As a Child (1970's) I would regularly sit on her knee in the morning before school and listen to a spoken prayer on radio 2, I think. It was a man's voice and the prayer was always set to the same music which, I think, was played on guitar.

I am desperate to find the name of this music, and or the prayer if the two were one and the same, so my family can play it at her funeral. 

If anybody can help me with this quest I would be eternally grateful as I am out of ideas with searches on the likes of google and youtube.

I very much hope to hear from anybody and everybody.

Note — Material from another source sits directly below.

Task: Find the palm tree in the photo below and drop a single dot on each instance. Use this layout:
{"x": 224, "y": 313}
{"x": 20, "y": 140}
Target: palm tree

The Very Best of Regards, 

Nic W.


----------



## Adeodatus100 (May 27, 2013)

Hi Nic - and first of all, condolences.

I'm pretty sure at the moment, there are only three (vaguely) religious items on BBC national radio in the mornings - Radio 4's Prayer for the Day at about 5.45a.m.; Radio 4's Thought for the Day at about 7.45a.m.; and Radio 2's Pause for Thought. I don't think any of these fit your memories, and I can't remember the programmes ever being much different from what they are now. I've had a look on google and youtube, too, and nothing obvious is coming up. Are you sure it was national, not regional, radio?

Sorry not to be more helpful.


----------